35-year PHEWA veteran fondly remembered by colleagues and friends

By Scott O’Neill | Presbyterian News Service

A painting will hang just outside Susan Stack’s last office in commemoration of her three decades of service to PHEWA and PC(USA). Inset: Susan Stack. Scott O’Neill

LOUISVILLE – Colleagues and friends of Susan Stack gathered in the Presbyterian Church (U.S.A.)’s chapel on Sept. 20 to honor and remember the life, legacy and ministry of the longtime Presbyterian Health, Education & Welfare Association (PHEWA) social justice advocate.

Stack, who spent nearly 35 years as a key staff person for PHEWA helping people with domestic violence, AIDS and women’s rights issues, retired in 2016 and died in February after an illness. She posthumously received the John Park Lee and Rodney T. Martin awards for her commitment and service earlier this year at the 223rd General Assembly in St. Louis.

Robert Brashear, a former president of PHEWA and retired pastor, welcomed participants to the service who represented parts of Stack’s life. Rev. Melissa DeRosia, a former intern of Stack’s, led the call to worship and was followed by Compassion, Peace & Justice (CPJ) director Sara Lisherness, who read Micah 6:8, a Scripture that Lisherness noted was dear to Stack’s heart and embodied her spirit:

He has told you, O mortal, what is good;
    and what does the Lord require of you
but to do justice, and to love kindness,
    and to walk humbly with your God?

“PHEWA was the space where Susan was able to live out her core values,” said Lisherness. “She gave her life to this ministry — PHEWA was her life. It was where Susan ‘did justice, loved kindness and walked humbly with her God.’”
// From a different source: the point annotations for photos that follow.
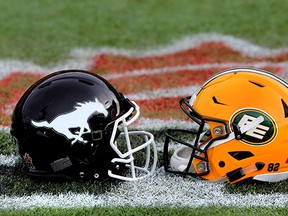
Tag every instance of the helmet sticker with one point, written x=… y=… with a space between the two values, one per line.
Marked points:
x=262 y=134
x=78 y=117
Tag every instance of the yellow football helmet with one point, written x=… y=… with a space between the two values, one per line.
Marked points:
x=240 y=129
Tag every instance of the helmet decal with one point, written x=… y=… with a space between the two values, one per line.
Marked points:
x=78 y=117
x=262 y=134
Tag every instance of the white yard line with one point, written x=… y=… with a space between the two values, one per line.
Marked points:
x=160 y=190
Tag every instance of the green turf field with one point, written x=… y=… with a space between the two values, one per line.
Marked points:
x=45 y=31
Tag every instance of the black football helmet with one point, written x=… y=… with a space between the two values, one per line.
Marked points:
x=73 y=124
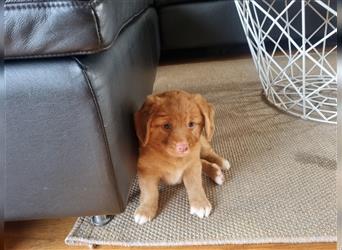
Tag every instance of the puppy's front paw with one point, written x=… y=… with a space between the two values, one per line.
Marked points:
x=225 y=164
x=200 y=208
x=144 y=214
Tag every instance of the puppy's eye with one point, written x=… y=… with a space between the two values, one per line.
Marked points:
x=191 y=124
x=167 y=126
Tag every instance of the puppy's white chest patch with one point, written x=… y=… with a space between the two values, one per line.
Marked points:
x=174 y=177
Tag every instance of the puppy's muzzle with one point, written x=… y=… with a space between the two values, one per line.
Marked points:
x=182 y=148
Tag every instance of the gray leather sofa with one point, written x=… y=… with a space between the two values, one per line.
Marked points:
x=76 y=71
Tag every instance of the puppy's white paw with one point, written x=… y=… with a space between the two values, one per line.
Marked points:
x=201 y=211
x=225 y=164
x=219 y=179
x=141 y=219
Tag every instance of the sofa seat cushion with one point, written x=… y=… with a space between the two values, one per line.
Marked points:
x=45 y=28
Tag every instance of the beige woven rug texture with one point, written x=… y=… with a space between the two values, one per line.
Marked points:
x=281 y=187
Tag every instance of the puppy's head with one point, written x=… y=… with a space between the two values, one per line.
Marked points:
x=173 y=122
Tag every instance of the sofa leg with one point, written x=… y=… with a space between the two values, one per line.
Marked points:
x=101 y=220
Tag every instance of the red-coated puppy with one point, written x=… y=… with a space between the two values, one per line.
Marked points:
x=173 y=149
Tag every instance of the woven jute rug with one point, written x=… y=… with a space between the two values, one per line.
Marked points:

Several of Stack’s colleagues shared reflections of working with her over the years. They included DeRosia; Milton Tyree, a PHEWA disabilities consultant; Vernon Broyles, a volunteer for public witness in the Office of the General Assembly; Nancy Troy, a former executive director of PHEWA; and Virginia Copenhafer, a former PARO representative.

Tyree referenced a quote from Mahatma Gandhi in describing Stack: “The best way to find yourself is to lose yourself in the service of others.”

“It was never about Susan — it was always about the cause,” said Tyree. “In a day or time when some are absorbed with their own sense of self-importance, Susan was a servant leader.”

Broyles noted that the 10 mission networks that comprise PHEWA was Stack’s ministry.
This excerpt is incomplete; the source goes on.